Иное мне неведомо - страница 9



Вернувшись к столу, я села рядом с Каталиной, и, пока жжение поднималось к моему горлу, у меня вырвалась из глубины души фраза: «А ты плачь на улицах, чтобы они стали чище». У Марко, который из всех четверых нас самый обидчивый, на лице промелькнуло удивление, а Каталина внезапно перестала ныть, и её очередная слеза не упала со щеки. Мне захотелось добавить: чтоб у тебя глаза пересохли, но я ничего не сказала. Я редко бываю жестокой. Серьёзно, можете поверить, во мне мало жестокости. Однако кое-что я всё-таки унаследовала от здешней местности, что иногда вынуждает меня быть такой. Потому что люди в маленьких посёлках становятся злыми, способными на всё, могут даже снимать шкуру с кроликов и привыкнуть к такому занятию, а это прилипает, как грипп, ибо вызвано усталостью, изолированностью и обитанием всего на нескольких улицах. В тот момент мне хотелось быть жестокой с Каталиной, поскольку я не выносила её плача, не говоря уже о таком абсурде, как конец света. Я могла бы пойти дальше, разозлиться и сказать: «Хромоножка, вон из бара, ступай поплачь в лесу, может, там и заблудишься». Или, к примеру, так: «Даже цыплята, которых ты выхаживаешь, не любят тебя». Ведь Каталину очень мало кто любит, но ей это неизвестно, и она вообще не знает любви. Или я могла бы сказать ей, что её нога напоминает мне шершавую коровью задницу, но я этого не сделала, потому что тогда нам пришлось бы провести весь вечер, вычерпывая воду из глаз Каталины. Однако я действительно проявила немного жестокости, и мне это прекрасно подошло. «Если ты веришь в наступление конца света, то, я надеюсь, ты не явишься ко мне домой, чтобы отпраздновать то, что всё ещё жива, потому что я не открою тебе дверь, хромоножка». Мои расширенные зрачки служили мне оправданием, но Хавьер, оставивший стойку бара без присмотра, подошёл к нам и сказал: «Не обращай на неё внимания, Каталина», а затем схватил меня за руку и спросил: «Что с тобой происходит?»

Сеньор смотрит на меня, и на этот раз его взгляд серьёзен.
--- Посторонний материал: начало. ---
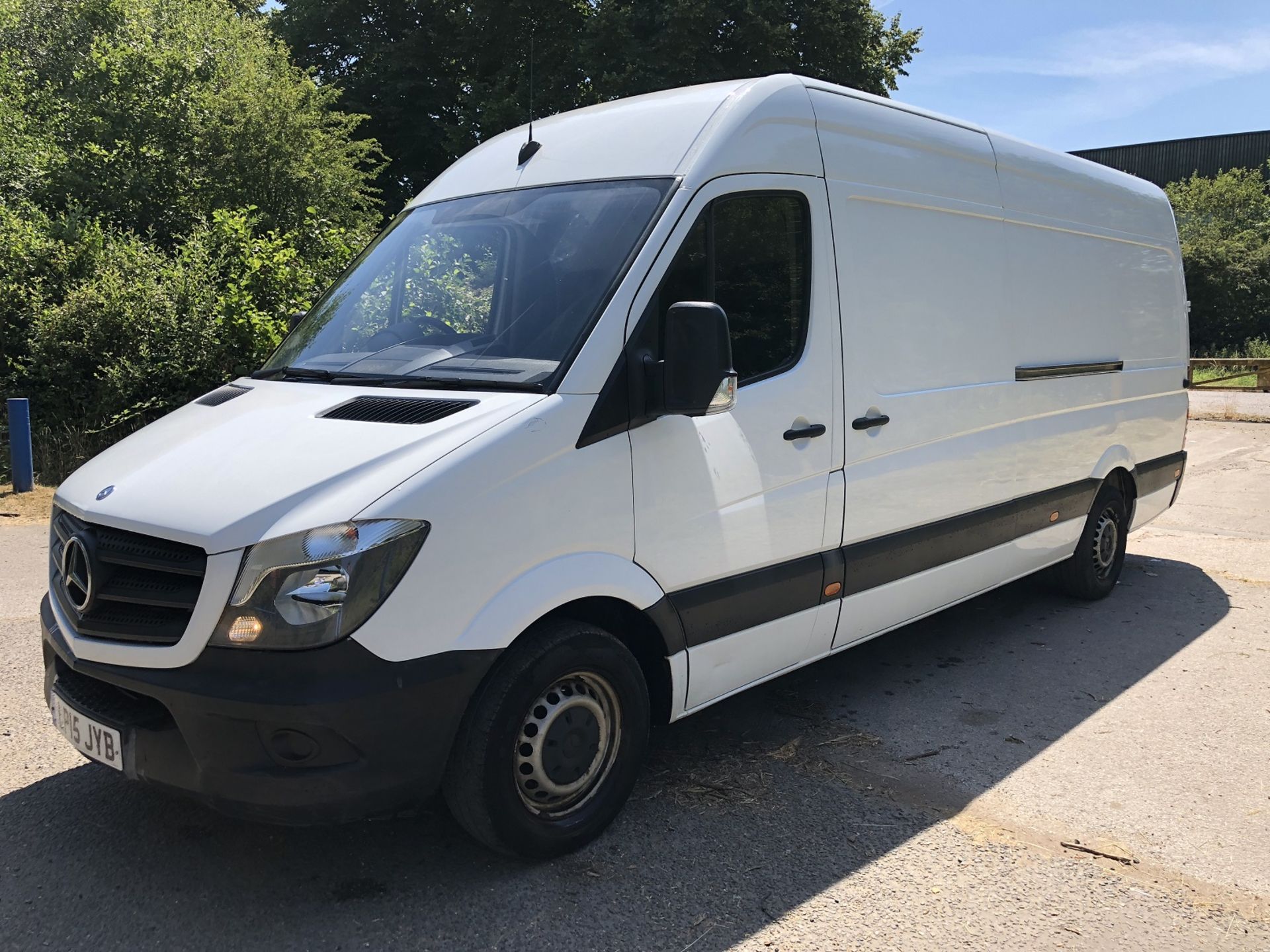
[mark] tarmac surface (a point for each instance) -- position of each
(913, 793)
Не смотрите на меня так, не смотрите, говорю я ему и продолжаю гнуть свою линию.

Обратите внимание: когда я родилась, моя мать уже была мамой трёхлетней Норы. А трехлетняя Нора и нынешняя отличаются лишь тем, что зубы у моей сестры уже не молочные. Когда появилась на свет я, наша мать знала многое, но только не о детях, подобных резвым оленятам, ибо она и моя сестра познали жестокость жизни, а повреждённый мозг Норы не позволял чему-нибудь радоваться. Хавьер и Нора родились в один и тот же день в одном и том же году, и соседи по очереди приходили взглянуть то на одного ребёнка, то на другого. В деревне, где так мало детей, когда появляются сразу двое, понимаешь, что это более крупное событие, нежели августовские праздники. Говорят, посещения обоих домов были похожи на поездки с берега моря в лес, – войдя в наш дом и увидев на руках родителей Нору, взгляд которой ничего не выражает, соседи мысленно переносились в лес: будто сквозь её личико они могли разглядеть преисподнюю чащоб. И ещё утверждают, что Хавьер напоминал сильного и бойкого телёнка, который хватался за сосок своей матери, словно уже знал о голоде, даже не испытав его, и был похож на радостно плещущееся море. Счастье в доме Хавьера было совсем не таким, как у нас, когда у моих родителей появился ребёнок, и это тяготило мать Хавьера. Заботясь о своём сыне, она помогала моим родителям выхаживать Нору, а в благодарность моя мать оставляла этой женщине на её половике перед дверью фрукты из своей лавки. Думаю, мать Хавьера благодарила бога за то, что ей посчастливилось родить здорового ребёнка из двух одновременно появившихся на свет. Она жалела нашу семью. С Норой многое случается, нам её очень жаль. А я твержу, что горе – удел печальных и что здесь, в этом доме, всегда радостно, здесь редко плачут, потому что мы не умеем нормально плакать. К тому же, сеньор, горе привлекает чуму.